Sejak awal, AA Navis mengaku tidak memiliki kecakapan dalam menulis cerita. Penyebab terbesarnya: “Bahasa Indonesia saya tidak lancar. Mungkin karena saya tidak banyak bergaul dengan orang-orang yang memakai bahasa Indonesia.” Ia hidup dan besar dalam kebudayaan Minangkabau.

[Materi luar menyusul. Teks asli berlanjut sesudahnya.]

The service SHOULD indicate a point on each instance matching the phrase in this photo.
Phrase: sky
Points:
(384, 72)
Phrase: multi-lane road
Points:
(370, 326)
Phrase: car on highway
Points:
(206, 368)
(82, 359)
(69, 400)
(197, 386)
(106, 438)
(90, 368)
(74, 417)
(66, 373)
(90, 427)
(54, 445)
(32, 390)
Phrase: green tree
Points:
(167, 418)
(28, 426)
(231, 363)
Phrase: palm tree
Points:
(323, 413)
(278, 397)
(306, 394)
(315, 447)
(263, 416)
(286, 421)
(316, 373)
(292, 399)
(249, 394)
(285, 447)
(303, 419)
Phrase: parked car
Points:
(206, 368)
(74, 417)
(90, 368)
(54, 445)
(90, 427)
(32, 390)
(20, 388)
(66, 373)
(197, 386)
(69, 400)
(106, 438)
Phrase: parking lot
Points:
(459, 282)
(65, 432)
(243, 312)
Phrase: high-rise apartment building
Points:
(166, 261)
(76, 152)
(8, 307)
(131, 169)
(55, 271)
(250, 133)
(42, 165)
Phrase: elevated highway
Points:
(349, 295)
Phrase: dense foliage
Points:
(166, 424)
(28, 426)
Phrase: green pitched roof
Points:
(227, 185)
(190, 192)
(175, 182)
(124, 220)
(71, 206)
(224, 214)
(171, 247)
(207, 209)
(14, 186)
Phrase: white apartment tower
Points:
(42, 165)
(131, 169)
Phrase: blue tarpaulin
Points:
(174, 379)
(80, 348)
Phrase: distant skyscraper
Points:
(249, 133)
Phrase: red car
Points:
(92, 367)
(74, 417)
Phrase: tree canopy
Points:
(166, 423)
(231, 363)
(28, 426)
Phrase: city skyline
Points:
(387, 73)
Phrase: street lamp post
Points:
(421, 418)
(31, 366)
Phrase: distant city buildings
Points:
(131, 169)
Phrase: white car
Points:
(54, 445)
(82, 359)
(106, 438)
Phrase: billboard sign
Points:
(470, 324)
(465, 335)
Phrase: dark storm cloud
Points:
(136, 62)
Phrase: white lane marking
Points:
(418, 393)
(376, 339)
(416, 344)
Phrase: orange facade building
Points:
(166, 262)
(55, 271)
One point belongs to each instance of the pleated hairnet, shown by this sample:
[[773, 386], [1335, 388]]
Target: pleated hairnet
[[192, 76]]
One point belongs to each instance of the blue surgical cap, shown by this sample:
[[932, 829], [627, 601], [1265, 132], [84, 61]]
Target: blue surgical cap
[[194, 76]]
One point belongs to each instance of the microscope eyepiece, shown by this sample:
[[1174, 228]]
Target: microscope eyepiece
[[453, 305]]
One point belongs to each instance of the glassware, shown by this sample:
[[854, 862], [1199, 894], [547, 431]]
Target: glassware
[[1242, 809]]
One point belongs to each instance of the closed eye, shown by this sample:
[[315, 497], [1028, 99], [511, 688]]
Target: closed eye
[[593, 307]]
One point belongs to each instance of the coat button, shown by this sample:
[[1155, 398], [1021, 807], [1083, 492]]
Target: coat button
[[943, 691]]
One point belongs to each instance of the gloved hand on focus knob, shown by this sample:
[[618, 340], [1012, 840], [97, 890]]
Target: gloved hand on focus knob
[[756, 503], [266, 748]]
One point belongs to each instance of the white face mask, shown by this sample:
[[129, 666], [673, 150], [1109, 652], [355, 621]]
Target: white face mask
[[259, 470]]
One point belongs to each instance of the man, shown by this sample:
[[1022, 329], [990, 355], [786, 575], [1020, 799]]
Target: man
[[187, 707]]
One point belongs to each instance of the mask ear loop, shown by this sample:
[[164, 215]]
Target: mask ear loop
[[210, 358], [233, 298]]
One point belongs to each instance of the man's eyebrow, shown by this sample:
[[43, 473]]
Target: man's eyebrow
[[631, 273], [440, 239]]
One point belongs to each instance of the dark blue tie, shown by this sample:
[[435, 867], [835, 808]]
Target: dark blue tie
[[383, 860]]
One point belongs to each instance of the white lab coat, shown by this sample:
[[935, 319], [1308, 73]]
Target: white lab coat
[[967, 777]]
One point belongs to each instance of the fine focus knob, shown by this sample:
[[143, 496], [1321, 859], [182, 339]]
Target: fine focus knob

Keakraban atau kefasihan dalam menggunakan bahasa ibu sangat berbeda dengan pengalamannya berbahasa Indonesia. Padahal, ia ingin menekuni sastra yang terbaca publik dalam bahasa Indonesia. Dirinya wajib “menang” dalam mengatasi masalah kebahasaan. Kesulitan besar yang menentukan maju atau mundur dalam kesusastraan.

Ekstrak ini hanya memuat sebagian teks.